✿ 15 ✿

3.7K 414 1.2K
                                    

"Louis!" Harry kütüphanenin önündeki üç dakikalık beklemenin sonucunda çocukluk arkadaşını gördüğünde heyecandan ne yapacağını bilemeyip zıpladı. Başkası olsa üç yaşında bir çocuk gibi zıplamaktan utanç duyardı belki ama hayır, Harry hiç utanmıyordu. Buna vakti yoktu bir kere, etrafına çarpa çarpa Louis'sine koşuyordu.

Kollarını onun boynuna sardı, boğarcasına sarıldı. "Seni son görüşümün üstünden kocaman dört gün geçti!"

"Ben sana özledim diye mesaj atınca alay konusu oluyorum ama sen dört günde hasretimden ölünce sorun yok, öyle mi?"

"Evet çünkü ben bal peteğiyim." Kısa sarılmanın ardından Harry geri çekilip saçlarını savurdu. "Keşke saçımı kestirmeseydim, o zaman daha havalı oluyordu."

"Uzar yine, dert etme." Louis kolunu ona doğru uzattı ve koluna girmesine izin verdi. "Buyurun sayın bal peteği, size kafeye gidene kadar eşlik edeyim."

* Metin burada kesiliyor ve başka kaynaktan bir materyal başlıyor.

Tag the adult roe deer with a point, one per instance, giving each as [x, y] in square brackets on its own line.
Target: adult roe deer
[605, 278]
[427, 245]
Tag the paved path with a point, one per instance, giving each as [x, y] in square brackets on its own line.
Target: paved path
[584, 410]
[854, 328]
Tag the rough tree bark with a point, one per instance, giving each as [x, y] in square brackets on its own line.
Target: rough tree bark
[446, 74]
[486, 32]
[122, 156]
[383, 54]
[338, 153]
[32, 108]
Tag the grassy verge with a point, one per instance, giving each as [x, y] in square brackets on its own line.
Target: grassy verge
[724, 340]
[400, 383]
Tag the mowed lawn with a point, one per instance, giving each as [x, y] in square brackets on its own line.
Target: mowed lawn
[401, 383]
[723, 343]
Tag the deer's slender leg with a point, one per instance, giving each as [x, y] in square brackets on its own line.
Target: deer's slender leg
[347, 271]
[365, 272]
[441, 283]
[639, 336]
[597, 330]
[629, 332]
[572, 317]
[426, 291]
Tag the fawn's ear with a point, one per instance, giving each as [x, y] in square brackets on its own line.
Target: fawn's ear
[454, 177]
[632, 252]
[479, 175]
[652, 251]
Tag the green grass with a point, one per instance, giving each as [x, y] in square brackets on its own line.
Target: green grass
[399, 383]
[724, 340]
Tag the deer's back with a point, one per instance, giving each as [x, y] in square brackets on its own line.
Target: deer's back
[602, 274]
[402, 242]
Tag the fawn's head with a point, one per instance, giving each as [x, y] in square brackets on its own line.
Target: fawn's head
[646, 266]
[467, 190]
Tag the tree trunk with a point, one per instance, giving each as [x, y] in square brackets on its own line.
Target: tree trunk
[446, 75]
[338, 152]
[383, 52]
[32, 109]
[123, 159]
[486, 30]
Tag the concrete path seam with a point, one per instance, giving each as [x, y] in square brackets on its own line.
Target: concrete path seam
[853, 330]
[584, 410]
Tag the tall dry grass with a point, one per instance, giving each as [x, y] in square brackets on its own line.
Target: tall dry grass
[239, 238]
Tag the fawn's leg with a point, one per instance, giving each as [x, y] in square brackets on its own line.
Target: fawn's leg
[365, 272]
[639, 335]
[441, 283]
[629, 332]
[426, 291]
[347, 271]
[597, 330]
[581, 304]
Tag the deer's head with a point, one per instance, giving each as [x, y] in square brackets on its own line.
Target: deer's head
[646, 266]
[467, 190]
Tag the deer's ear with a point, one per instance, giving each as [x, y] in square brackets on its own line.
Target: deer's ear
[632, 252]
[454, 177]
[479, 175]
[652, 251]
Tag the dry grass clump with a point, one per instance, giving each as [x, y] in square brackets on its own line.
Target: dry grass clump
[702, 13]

"Ay harika!" Harry ona resmen yapışarak yürümeye başladı. Gece boyunca heyecandan uyuyamamıştı. Bu onun en nefret ettiği şeydi. Okulun ilk gününde, ablasının mezuniyetinde, lisede gittiği piknik gezisinde ve hatta okulun cadılar bayramı partisinde uyuklamasının sebebi hep önceki gece heyecandan gözlerini kırpamamasıydı.

Birlikte yürürlerken Louis ona çaktırmadan gülümsedi. Sadece dört günde bir insanın sesini bile özlemek çok ilginçti, üstelik o kişiyle yıllarca konuşmazken aynı özlemi hissetmemişti bile. Onun bol emojili mesajları, ani heyecanları, samimi tavırları olmadan hayat çok boş geçmiş olmalıydı.

"Gemma'nın nişanlısı bizim evdeydi dün akşam, düğün tarihini kararlaştırmışlar. İki ay sonra olacak, zaten sizin ailenize bir davetiye yollayacaklar ama ben şimdiden sormak istedim, sen de gelir misin?"

"Düğün boyunca yanımdan ayrılmazsan gelirim." Louis sırıtarak onu omzuyla dürttüğünde Harry kıkırdadı. "Beş kalp, bir tane gülen surat."

"Efendim?"

"Konuşurken emoji atamıyorum ya, artık sözlü olarak söyleyeceğim sen kafanda canlandırırsın."

Louis kafenin tam önünde durdu, yüzünde kocaman bir tebessümle ona baktı. "Yemin ederim çok tatlısın."

Harry gözlerini yere çevirdi, alt dudağını dişlerinin arasına aldı. "Altı tane utanan maymun."

Cidden utanmış olmalıydı, yüz ifadesi onu ele veriyordu. Louis güldü ve hafifçe onun burnunun ucunu sıktı. "Hadi utanan maymun, içeri girelim."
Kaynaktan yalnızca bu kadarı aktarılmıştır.